Companies in financial services, energy and utilities and retail incurred average costs of €10.83m, €9.20m and €7.96m, respectively. The European companies’ annualised costs to contain insider-related incidents were €6.31m.

Along with the impact on operations, a rise in insider threats also impacts IT human resource. Ninety-three percent of CIOs already spend up to half of their time on IT security, at a time when Digital Transformation and business innovation initiatives are also high on the agenda, according to Dtex Systems’ 2019 Insider Threat Intelligence Report. And there’s evidence that indicates that Digital Transformation itself may heighten the insider threat risks, as organisations move their operations onto cloud-based platforms that, if not well managed, can make insider risk less visible to cyber security chiefs, reckons Bitglass’s Insider Threat Report 2019.

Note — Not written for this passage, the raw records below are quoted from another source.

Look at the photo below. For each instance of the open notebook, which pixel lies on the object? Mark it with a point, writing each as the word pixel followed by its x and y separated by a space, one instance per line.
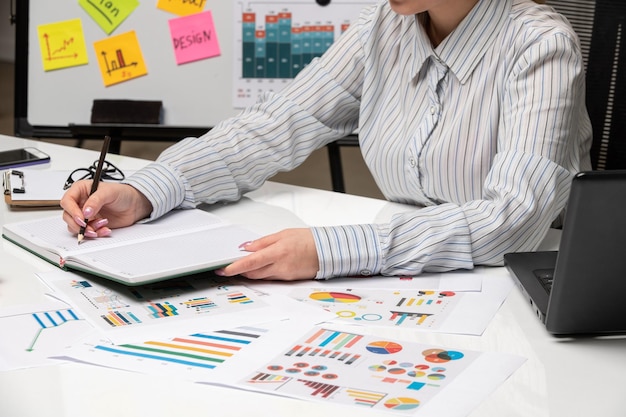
pixel 180 243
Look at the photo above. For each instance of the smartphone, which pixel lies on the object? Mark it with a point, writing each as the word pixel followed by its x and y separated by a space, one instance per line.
pixel 22 157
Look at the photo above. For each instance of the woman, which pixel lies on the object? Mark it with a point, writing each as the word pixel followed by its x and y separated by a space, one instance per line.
pixel 471 110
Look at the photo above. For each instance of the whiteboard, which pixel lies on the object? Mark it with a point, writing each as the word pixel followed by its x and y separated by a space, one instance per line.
pixel 194 94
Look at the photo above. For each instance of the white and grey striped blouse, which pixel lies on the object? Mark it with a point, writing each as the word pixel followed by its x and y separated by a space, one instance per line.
pixel 482 134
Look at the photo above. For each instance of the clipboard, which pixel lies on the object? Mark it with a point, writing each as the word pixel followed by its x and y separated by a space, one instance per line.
pixel 33 188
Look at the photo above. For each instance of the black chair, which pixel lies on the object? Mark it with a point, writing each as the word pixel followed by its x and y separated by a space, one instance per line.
pixel 601 27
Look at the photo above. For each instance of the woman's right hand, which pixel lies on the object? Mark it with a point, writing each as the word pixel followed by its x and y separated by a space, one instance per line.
pixel 112 206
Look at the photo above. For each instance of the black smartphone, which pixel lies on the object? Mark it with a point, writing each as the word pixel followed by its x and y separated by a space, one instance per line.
pixel 13 158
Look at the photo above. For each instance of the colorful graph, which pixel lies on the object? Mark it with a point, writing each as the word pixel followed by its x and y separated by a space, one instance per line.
pixel 120 58
pixel 200 304
pixel 274 47
pixel 50 319
pixel 199 350
pixel 119 318
pixel 400 316
pixel 402 403
pixel 334 297
pixel 238 298
pixel 384 348
pixel 275 40
pixel 333 339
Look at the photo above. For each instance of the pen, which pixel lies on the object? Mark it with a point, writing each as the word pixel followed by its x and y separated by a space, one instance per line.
pixel 96 180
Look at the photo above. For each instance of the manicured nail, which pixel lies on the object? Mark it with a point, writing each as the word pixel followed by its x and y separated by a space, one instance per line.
pixel 87 212
pixel 244 245
pixel 100 223
pixel 104 231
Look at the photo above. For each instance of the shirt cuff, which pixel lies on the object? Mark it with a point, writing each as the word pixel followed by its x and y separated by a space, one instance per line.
pixel 160 186
pixel 347 251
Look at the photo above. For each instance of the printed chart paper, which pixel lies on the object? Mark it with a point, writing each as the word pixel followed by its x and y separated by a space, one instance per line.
pixel 164 308
pixel 30 338
pixel 423 310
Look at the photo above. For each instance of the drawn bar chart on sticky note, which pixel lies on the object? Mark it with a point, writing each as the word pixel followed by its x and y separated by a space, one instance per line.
pixel 120 58
pixel 181 7
pixel 109 14
pixel 194 37
pixel 62 44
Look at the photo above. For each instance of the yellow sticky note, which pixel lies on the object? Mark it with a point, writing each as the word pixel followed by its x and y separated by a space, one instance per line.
pixel 120 58
pixel 62 44
pixel 182 7
pixel 109 14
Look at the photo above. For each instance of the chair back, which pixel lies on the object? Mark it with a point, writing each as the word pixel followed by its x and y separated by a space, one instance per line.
pixel 600 25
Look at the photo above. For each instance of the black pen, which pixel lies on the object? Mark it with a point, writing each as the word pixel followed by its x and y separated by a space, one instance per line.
pixel 96 181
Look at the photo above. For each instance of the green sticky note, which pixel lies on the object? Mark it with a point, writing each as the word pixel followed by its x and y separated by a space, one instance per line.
pixel 109 14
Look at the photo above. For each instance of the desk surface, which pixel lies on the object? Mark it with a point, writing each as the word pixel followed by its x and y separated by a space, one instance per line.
pixel 561 377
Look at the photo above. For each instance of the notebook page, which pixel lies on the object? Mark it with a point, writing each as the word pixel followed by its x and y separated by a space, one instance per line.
pixel 52 233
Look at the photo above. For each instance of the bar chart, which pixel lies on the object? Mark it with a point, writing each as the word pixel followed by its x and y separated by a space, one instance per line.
pixel 275 40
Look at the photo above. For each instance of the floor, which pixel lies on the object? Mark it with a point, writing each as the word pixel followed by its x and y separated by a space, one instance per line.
pixel 314 172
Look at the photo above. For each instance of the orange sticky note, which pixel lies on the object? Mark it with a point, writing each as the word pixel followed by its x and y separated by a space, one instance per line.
pixel 120 58
pixel 181 7
pixel 62 44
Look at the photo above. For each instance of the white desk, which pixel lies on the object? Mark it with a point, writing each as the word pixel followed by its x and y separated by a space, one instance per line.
pixel 560 378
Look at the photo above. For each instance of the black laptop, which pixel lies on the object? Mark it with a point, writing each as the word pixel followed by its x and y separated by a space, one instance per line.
pixel 581 289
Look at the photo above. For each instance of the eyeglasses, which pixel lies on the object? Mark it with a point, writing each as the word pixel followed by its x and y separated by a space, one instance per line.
pixel 109 172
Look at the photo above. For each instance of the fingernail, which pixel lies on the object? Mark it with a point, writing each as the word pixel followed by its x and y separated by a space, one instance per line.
pixel 100 223
pixel 87 212
pixel 244 244
pixel 105 231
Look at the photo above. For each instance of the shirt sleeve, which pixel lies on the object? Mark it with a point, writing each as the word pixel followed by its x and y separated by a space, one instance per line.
pixel 542 118
pixel 276 134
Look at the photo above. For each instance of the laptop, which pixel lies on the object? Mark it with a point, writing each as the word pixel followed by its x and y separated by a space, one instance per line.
pixel 581 289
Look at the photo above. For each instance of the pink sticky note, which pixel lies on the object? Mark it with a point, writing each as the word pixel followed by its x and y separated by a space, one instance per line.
pixel 194 37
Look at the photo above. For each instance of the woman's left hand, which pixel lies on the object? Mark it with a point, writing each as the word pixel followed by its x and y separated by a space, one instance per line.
pixel 288 255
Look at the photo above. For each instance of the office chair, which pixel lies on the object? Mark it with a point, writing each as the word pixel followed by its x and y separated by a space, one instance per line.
pixel 600 25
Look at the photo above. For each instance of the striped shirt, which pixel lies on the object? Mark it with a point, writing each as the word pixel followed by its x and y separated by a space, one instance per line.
pixel 482 134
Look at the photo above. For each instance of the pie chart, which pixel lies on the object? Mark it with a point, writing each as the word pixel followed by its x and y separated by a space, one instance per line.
pixel 334 297
pixel 402 403
pixel 384 348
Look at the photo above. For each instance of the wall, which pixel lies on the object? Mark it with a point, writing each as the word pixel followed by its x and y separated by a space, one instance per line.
pixel 7 33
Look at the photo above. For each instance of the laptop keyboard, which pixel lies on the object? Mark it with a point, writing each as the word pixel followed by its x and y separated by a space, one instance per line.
pixel 545 277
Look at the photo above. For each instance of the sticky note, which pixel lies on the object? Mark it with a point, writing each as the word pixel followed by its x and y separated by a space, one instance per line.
pixel 120 58
pixel 194 37
pixel 181 7
pixel 62 44
pixel 109 14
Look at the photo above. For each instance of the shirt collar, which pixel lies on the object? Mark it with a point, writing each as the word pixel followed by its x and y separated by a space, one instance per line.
pixel 463 49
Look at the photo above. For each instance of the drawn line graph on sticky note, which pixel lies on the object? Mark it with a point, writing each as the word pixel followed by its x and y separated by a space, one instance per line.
pixel 62 44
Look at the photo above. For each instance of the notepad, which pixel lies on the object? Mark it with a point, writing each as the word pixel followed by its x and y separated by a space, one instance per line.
pixel 33 188
pixel 183 242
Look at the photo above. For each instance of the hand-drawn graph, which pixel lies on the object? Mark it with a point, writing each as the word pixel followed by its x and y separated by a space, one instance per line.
pixel 120 58
pixel 62 44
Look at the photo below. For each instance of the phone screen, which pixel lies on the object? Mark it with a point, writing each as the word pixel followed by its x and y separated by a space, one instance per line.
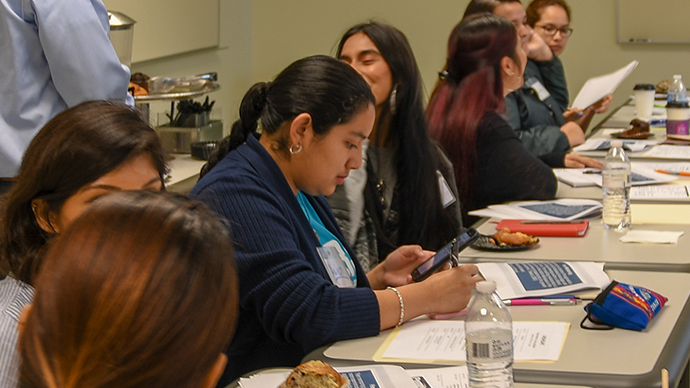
pixel 444 255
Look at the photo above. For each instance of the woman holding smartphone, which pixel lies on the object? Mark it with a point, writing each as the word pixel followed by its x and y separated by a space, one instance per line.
pixel 290 252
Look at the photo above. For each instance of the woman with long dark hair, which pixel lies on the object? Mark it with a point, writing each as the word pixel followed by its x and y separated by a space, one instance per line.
pixel 85 152
pixel 405 192
pixel 485 63
pixel 139 292
pixel 301 285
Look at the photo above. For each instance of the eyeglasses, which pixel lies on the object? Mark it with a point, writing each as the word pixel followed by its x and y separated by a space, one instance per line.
pixel 551 30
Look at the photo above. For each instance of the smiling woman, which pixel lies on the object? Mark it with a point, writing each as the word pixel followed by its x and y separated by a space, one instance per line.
pixel 83 153
pixel 301 285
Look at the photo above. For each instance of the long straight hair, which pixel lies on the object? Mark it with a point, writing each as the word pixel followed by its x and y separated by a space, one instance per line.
pixel 472 88
pixel 140 291
pixel 423 219
pixel 75 148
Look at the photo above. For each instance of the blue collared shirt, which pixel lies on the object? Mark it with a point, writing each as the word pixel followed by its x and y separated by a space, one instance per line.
pixel 53 55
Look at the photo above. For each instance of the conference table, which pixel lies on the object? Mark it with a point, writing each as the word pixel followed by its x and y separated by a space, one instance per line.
pixel 596 358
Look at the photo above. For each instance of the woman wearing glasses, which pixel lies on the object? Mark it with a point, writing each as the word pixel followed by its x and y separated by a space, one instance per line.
pixel 550 20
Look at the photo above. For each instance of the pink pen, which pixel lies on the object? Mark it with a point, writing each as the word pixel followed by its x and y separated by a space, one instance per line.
pixel 541 302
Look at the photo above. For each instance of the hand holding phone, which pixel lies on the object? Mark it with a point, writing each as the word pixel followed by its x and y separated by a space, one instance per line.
pixel 444 255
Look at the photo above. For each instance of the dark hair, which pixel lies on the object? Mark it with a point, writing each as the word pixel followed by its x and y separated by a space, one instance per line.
pixel 75 148
pixel 482 6
pixel 536 7
pixel 472 88
pixel 423 219
pixel 140 291
pixel 329 90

According to 56% of organisations polled by Dtex, the detection of attacks from insider threats is ‘more challenging’ after they have migrated IT functions and/or data to the cloud; this is likely largely due to the lack of direct monitoring oversight by the internal IT security function.

Some studies of the new generation insider threat highlight the influence technological evolution seems to have in more detail, especially where medium-to-large organisations have migrated their IT requirement into the cloud. As noted by BetterCloud’s State of Insider Threats in the Digital Workplace, the emergent consensus is that insider threat risk becomes more problematic after an organisation migrates some or all its IT solutions requirement to a Cloud Services Provider (CSP), typically by the adoption of an ‘as-a-Service’ platform. Software-as-a-Service (SaaS) means that line-of-business applications and data sets are stored and run from a CSP’s own infrastructure, accessed via the Internet or some other circuit. BetterCloud’s report posits that SaaS could create ‘a nascent generation of risks’.

Employee end-users have a lot of freedom and power when they use SaaS applications (and IT security teams are losing control). More than ever, and in line with the current productivity gains ethos, IT users are empowered in many ways to collaborate and interact with data and with other users.